A linear difference equation with constant coefficients can be written as a polynomial in the shift and identity operators (denoted here by $S$ and $I$), and then factored.
$$0 = x_{n+2} - 5x_{n+1} + 6x_n = (S^2 - 5S + 6I)x_n = (S-3I)(S-2I)x_n$$
The solution space of the equation is the kernel of $S^2-5S+6I$. In practice, you find the kernel of $S-3I$ (being $x_n = c_03^n$), the kernel of $S-2I$ (being $x_n=c_12^n$) and you add the general forms of both solutions.
I have two questions concerning this method.
- In general, the factors of the polynomial are of the form $(S-\lambda I)^m$ where $\lambda$ is real and $m$ is an integer (the multiplicity). If the method from above is to always work, the kernel of the composition $(S-\lambda I)^m(S-\mu I)^n$ should be equal to the direct sum of the individual kernels of each factor (given that $\lambda\neq\mu$). Why is this true?
- In the context of differential equations, a very similar method is used with the differential operator $D$ instead of the shift operator $S$. Again, the kernel of $(D-\lambda I)^m(D-\mu I)^n$ seems to be equal to the direct sum of the two individual kernels. Is the argument similar to the argument for my first question?
After some working, I managed to find a solution for this problem. In general, for any two commuting linear maps $A, B\colon V\to V$ on a vector space $V$ we have
$$\ker A + \ker B \subseteq \ker(AB).$$
This is because a vector in $\ker A$ gets mapped to zero under $AB = BA$ (and similarly for vectors in $\ker B$).
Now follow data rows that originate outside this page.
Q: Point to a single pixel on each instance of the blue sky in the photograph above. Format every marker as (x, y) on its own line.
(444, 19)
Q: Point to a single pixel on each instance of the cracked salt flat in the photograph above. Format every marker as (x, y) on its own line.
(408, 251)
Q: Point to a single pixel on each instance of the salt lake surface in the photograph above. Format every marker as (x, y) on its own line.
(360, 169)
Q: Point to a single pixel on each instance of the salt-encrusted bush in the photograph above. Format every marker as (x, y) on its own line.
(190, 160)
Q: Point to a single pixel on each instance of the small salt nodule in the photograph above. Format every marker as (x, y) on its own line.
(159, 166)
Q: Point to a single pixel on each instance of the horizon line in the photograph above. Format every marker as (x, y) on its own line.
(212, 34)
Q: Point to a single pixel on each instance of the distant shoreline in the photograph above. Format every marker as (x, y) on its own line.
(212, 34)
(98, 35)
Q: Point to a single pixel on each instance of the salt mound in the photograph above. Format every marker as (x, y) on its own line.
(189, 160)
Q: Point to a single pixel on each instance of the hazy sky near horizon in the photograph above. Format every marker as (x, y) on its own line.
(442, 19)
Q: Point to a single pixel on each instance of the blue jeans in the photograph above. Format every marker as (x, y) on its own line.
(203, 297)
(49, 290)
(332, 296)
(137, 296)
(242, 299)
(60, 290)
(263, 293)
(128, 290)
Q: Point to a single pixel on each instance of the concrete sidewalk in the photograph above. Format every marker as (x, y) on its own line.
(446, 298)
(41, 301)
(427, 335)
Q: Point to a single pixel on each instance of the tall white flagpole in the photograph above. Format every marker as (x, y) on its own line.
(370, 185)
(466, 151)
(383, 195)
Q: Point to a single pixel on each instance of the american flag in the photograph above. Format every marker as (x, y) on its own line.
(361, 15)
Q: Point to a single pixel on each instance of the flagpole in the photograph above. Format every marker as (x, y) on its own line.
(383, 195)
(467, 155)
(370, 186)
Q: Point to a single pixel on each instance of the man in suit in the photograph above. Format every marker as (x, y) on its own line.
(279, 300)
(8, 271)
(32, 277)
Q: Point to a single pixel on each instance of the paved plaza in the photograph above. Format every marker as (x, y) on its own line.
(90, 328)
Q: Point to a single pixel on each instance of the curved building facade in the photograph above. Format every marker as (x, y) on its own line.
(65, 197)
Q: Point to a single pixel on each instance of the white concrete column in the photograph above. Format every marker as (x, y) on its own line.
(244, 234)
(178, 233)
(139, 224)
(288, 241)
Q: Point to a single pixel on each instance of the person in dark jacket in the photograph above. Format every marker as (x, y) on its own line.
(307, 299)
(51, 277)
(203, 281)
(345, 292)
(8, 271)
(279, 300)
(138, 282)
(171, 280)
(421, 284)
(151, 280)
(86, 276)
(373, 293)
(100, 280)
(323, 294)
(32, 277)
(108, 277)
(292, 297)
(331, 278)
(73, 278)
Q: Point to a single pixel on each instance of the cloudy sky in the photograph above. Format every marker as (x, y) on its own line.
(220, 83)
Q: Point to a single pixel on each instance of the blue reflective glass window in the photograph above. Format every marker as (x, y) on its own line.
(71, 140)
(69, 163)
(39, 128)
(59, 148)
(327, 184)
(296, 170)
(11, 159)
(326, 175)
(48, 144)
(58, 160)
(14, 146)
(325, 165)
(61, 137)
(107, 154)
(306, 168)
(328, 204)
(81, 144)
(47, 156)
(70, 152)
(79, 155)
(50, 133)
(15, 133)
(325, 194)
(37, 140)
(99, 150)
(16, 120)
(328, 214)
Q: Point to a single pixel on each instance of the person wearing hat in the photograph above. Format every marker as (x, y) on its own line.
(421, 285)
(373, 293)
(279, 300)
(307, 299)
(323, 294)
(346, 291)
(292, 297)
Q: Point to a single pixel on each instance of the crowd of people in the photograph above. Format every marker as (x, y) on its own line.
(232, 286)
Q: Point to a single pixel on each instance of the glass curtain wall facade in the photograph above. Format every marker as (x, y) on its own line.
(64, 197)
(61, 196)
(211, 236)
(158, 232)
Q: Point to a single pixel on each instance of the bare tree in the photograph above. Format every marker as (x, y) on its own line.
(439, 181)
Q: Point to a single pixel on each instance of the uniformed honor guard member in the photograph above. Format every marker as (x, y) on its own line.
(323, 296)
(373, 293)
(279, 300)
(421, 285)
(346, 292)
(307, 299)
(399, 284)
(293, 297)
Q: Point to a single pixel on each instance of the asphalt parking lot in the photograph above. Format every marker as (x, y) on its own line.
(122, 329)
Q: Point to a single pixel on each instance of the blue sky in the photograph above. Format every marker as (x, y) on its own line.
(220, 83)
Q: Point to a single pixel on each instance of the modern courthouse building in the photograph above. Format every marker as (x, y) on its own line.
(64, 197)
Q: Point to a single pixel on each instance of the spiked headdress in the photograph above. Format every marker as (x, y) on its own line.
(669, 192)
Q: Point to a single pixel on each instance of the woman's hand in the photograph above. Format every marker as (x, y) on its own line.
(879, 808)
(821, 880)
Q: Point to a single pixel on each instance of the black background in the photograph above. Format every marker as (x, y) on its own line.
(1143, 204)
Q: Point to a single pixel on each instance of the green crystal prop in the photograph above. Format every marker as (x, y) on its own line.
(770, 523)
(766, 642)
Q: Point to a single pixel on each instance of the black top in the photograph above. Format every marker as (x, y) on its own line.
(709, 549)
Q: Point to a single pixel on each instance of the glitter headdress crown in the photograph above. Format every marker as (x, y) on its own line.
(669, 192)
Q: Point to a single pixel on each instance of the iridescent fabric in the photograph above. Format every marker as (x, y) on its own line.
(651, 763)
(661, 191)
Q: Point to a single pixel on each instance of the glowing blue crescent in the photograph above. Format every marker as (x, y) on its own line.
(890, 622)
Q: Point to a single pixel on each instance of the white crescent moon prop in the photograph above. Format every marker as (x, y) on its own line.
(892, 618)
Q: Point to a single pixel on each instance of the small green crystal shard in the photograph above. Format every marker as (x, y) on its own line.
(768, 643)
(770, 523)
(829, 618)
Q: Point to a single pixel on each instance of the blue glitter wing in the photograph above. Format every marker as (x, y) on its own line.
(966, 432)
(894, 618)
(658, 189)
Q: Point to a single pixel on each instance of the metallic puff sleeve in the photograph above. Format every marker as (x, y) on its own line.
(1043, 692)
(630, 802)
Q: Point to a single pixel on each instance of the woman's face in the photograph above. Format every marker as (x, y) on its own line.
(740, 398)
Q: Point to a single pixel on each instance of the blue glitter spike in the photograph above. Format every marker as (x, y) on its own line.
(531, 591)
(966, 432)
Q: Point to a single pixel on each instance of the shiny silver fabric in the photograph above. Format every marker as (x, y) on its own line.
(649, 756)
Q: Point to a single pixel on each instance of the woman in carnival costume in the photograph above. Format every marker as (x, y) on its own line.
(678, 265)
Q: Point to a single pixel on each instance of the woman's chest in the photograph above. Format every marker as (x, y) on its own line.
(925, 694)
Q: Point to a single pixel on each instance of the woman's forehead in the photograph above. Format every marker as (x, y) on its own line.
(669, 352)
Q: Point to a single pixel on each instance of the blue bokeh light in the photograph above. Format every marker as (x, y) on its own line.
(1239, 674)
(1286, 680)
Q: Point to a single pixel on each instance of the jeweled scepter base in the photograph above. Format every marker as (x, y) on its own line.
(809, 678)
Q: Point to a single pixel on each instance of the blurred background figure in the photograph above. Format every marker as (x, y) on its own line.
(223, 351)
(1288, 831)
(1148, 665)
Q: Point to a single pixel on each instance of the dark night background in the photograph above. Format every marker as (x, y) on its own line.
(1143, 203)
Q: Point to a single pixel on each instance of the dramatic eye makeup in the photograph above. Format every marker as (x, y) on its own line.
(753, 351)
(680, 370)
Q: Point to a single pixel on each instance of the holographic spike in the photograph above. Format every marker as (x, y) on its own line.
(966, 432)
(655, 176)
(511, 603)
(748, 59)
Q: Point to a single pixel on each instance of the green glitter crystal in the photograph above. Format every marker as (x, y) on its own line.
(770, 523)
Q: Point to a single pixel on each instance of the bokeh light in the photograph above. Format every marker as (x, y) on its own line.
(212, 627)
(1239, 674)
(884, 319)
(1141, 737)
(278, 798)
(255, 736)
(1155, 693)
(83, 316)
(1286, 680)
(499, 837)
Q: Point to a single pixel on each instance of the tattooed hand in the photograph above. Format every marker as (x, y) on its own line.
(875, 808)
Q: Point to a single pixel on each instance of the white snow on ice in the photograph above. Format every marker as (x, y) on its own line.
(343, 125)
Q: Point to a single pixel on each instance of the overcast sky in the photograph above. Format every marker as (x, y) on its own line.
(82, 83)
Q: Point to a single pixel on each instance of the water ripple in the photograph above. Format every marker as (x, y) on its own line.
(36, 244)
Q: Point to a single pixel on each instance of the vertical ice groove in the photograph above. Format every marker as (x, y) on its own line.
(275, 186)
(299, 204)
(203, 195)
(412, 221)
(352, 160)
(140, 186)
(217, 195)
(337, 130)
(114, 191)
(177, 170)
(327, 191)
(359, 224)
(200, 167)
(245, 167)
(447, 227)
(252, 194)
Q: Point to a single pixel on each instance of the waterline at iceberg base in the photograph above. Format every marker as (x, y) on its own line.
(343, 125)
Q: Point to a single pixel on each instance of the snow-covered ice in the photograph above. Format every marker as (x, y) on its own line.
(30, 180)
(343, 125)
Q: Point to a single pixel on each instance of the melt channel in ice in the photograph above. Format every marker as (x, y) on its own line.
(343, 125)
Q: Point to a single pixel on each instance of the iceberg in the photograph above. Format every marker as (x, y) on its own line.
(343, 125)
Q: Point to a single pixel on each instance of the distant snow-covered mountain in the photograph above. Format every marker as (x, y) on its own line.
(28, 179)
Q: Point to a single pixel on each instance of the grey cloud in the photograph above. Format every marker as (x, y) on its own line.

Adapting this to our context, we see that
$$\ker (S-\lambda I)^m + \ker (S-\mu I)^n \subseteq \ker\big((S-\lambda I)^m(S-\mu I)^n\big).$$
Now each of the three kernels corresponds to a linear difference equation with constant coefficients of order $m$, $n$ and $m+n$. Since the solution space of such an equation has its dimension equal to the order of the equation, the dimensions in the relation above are equal and hence the vector spaces are equal.